Opinião
Dolores Silva – A goleadora
Convicta e esclarecida, fez ouvir a sua voz e a voz de muitos de nós, mulheres e homens
Ainda não tinha sido apitado o instante para o início da partida, com que a nossa Seleção Feminina de Futebol se iria estrear no Mundial de 2023, e já a capitã da equipa, Dolores Silva, tinha marcado cinco extraordinários golos.
Após uma festa de receção à comitiva nacional, onde este punhado de Mulheres foram honradas com uma cerimónia da Cultura Maori, declarou ao semanário Expresso: “O Campeonato do Mundo é uma grande montra (...), também naquilo que toca aos deveres da sociedade, aos direitos das pessoas, ao defender causas, defender estes povos, defender os direitos das mulheres. Todas estas causas são importantes para a nossa sociedade”.

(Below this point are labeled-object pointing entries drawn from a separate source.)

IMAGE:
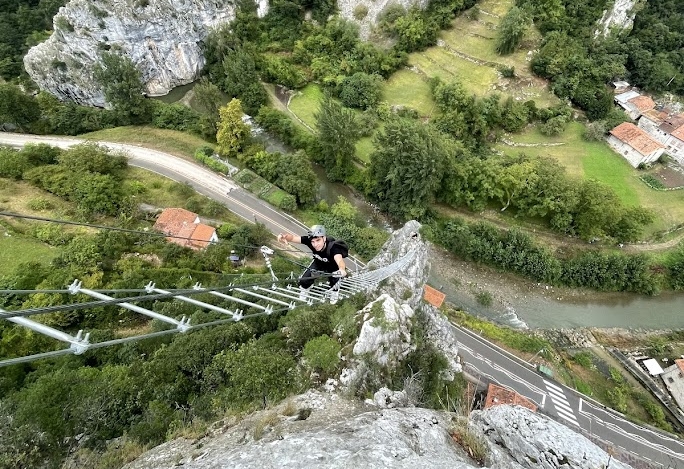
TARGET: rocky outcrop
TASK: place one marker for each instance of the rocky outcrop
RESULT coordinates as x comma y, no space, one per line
162,38
620,17
366,13
534,441
319,430
323,429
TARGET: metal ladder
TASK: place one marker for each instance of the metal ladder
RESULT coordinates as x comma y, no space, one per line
262,299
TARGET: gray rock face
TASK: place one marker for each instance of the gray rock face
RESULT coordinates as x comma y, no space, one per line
620,17
535,442
161,37
320,430
366,12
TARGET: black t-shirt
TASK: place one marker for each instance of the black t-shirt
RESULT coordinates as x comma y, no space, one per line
322,260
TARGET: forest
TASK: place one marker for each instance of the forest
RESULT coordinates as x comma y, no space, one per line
123,400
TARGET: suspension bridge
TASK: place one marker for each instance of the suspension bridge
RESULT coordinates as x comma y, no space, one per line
234,302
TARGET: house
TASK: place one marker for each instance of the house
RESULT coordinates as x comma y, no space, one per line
651,121
184,228
674,145
620,86
635,145
498,395
634,103
673,378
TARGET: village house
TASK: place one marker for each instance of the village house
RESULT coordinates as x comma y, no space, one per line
635,145
651,121
184,228
634,103
673,378
498,395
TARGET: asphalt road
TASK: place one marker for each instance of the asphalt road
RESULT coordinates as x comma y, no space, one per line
595,421
479,356
206,182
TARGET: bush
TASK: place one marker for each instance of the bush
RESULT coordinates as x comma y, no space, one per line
553,126
361,90
360,12
322,354
594,131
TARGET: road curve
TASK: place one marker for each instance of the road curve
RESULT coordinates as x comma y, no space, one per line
206,182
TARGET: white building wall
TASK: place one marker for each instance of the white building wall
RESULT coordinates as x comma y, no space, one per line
674,382
675,148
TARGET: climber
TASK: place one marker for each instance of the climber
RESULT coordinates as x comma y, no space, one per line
328,256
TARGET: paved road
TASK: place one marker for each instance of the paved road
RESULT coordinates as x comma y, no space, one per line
206,182
566,405
480,356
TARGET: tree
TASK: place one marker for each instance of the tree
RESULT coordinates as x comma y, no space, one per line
17,109
208,96
297,177
337,134
123,88
407,167
232,131
511,30
242,80
361,90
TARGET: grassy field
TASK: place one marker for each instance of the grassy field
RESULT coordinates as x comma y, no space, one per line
597,161
305,104
16,249
410,89
169,141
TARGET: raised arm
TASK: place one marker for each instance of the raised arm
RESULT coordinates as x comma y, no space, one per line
341,266
289,238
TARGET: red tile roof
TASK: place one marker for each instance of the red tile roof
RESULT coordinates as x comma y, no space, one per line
680,364
184,228
679,133
636,138
657,116
172,220
497,395
672,123
643,103
202,235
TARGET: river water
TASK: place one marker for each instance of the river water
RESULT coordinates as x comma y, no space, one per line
620,310
665,311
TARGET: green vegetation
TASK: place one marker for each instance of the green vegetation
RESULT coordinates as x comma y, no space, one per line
575,370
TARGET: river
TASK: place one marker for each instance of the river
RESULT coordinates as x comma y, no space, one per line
524,308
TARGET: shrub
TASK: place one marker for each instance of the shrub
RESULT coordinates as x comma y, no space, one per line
360,12
39,204
361,90
553,126
322,354
484,298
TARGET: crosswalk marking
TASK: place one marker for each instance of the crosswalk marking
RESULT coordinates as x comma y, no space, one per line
560,402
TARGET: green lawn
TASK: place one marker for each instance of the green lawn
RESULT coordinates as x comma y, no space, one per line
169,141
16,249
410,89
596,160
305,104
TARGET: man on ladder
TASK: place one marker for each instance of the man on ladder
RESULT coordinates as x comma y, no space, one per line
328,256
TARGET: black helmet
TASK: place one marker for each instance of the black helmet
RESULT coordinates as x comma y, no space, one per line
316,231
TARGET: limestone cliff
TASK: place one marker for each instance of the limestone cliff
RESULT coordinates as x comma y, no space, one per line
620,17
161,37
322,429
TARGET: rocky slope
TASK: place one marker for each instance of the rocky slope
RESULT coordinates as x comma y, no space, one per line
162,38
324,429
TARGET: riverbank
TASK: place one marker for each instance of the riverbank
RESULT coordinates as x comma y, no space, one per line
518,302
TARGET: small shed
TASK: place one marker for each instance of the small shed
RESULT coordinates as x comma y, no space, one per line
653,367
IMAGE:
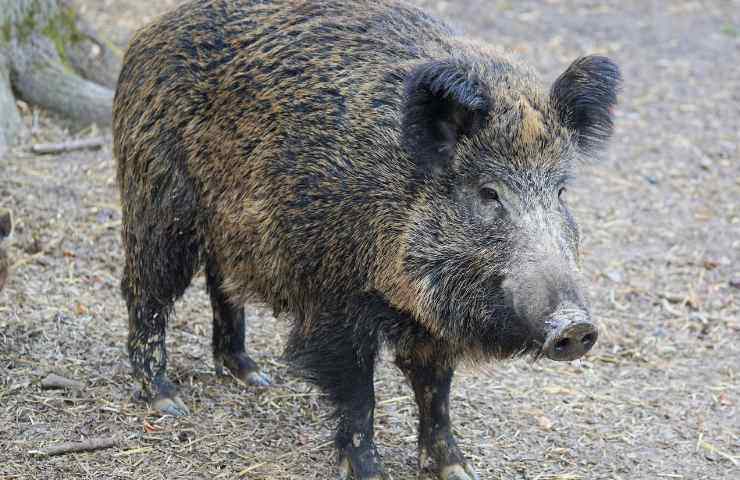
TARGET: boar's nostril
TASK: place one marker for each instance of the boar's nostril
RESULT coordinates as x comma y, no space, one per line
570,341
588,340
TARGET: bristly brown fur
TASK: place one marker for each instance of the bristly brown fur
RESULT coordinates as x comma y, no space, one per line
315,154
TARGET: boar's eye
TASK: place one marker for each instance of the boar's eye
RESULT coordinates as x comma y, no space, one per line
561,192
489,194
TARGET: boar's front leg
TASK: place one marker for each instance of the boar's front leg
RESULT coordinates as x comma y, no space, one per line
336,349
438,449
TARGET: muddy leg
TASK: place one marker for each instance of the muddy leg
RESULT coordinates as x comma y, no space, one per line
336,350
358,456
146,349
228,335
438,450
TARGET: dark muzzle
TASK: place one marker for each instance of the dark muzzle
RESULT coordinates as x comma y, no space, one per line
571,335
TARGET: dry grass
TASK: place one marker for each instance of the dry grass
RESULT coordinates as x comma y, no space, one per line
657,399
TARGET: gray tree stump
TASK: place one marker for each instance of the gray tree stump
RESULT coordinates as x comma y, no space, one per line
52,58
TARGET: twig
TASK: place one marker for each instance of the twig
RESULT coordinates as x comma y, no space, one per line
56,381
71,146
74,447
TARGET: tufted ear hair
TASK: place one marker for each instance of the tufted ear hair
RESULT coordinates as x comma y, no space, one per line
585,95
444,102
6,223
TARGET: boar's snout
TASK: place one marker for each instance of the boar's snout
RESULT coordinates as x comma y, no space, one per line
570,335
547,298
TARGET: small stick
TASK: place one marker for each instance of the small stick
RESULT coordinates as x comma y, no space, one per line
74,447
56,381
71,146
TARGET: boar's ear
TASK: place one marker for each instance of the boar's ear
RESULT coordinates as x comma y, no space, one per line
6,223
584,96
444,102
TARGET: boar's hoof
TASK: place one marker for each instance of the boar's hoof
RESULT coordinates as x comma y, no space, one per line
171,406
243,368
259,379
458,472
361,464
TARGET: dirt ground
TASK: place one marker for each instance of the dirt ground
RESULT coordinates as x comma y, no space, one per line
660,215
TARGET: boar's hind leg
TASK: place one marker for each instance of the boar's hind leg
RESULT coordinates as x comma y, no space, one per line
228,334
146,348
438,449
162,252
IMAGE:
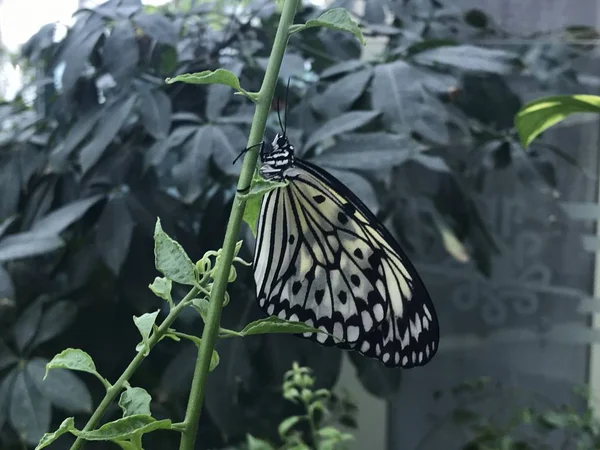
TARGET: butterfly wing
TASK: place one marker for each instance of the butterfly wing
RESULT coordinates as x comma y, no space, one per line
324,259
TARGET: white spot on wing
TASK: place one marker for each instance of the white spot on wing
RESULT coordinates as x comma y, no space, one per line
378,312
353,333
367,320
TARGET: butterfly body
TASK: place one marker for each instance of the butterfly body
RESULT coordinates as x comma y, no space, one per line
324,259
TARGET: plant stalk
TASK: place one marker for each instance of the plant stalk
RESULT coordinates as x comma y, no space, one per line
117,387
212,325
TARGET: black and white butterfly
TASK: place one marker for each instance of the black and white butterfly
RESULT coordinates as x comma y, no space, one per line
324,259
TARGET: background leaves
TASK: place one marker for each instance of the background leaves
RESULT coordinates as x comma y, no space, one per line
86,169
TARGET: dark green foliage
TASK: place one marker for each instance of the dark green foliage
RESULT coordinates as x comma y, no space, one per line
88,165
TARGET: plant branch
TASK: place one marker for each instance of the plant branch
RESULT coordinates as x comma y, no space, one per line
116,388
211,328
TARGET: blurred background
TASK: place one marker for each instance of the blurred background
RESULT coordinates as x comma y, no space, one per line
419,123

Assim, sem pejo, convicta e esclarecida, fez ouvir a sua voz e a voz de muitos de nós, mulheres e homens, para quem um momento de visibilidade é bem mais que um breve instante narcísico de fama ou montra pública de vaidade. Duma assentada goleou essa despótica equipa dos que tendo a oportunidade de agir ou tão-somente – e já seria muito! – de alertar consciências, o não fazem, deixando escoar entre os dedos o palco maior que é o de um evento mundial.

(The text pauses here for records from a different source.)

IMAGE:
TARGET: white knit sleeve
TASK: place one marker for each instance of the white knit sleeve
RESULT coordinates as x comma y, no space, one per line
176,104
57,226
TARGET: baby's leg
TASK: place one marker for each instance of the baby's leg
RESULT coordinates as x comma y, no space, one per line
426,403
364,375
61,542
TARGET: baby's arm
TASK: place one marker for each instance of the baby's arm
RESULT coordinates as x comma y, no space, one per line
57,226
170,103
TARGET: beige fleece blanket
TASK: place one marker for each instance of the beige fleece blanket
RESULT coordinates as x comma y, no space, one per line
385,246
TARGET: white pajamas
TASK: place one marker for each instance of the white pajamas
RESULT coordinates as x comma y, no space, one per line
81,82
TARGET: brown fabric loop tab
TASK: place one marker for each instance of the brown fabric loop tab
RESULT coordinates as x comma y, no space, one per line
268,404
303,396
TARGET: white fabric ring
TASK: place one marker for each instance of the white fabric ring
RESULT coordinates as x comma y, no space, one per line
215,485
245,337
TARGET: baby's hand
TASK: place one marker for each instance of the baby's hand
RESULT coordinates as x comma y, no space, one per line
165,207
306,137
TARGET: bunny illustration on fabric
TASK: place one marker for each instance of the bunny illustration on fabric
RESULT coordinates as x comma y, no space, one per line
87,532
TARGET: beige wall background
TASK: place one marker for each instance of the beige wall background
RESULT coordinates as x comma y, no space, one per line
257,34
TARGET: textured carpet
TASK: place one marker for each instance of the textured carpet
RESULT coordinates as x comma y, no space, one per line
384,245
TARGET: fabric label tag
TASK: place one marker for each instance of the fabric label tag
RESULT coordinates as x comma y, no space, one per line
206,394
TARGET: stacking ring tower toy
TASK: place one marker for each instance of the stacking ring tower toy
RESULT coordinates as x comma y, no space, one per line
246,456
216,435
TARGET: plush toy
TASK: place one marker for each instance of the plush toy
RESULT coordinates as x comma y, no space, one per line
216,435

Com as suas palavras foi certeira nos remates do que muito e verdadeiramente interessa: o dever que a todos cabe de não esquecermos a nossa condição de seres sociais e que apenas vivemos enquanto soubermos viver com o outro e para o outro; a defesa inequívoca dos direitos de cada ser humano e que tão amiúde parecemos esquecer quando flagrantes desrespeitos ocorrem mesmo ao nosso lado; a defesa das causas comuns, tantas que são e das quais depende a nossa sobrevivência e a nossa liberdade; a defesa dos povos, nessa abrangência maior que é a do respeito pela matriz cultural que os define e com a qual se identificam; e por fim, e sobremaneira importante, os direitos das mulheres, sobretudo neste momento de reversão social a que assistimos e onde, diariamente, são notícia homicídios, execráveis maus-tratos, humilhações em contexto laboral e social, e muitos estados e partidos políticos que se envaidecem por restringir a liberdade e o direito à dignidade a todas as mulheres.
Lá, bem longe, nos antípodas deste frágil planeta que descuidamos, Dolores Silva soube dignificar a braçadeira que lhe coube por mérito. Fez dela coisa e causa maior. Usou a oportunidade da palavra para relembrar que estar presente num mundial de futebol é mais que umas quantas partidas e classificações. Obrigou à reflexão de que por cá, um punhado de energúmenos propague sem pudor a extinção das causas que esta Mulher maiúscula levantou como estandarte.
Mais não seria necessário para considerarmos que a nossa Seleção Feminina de Futebol já ganhou este mundial!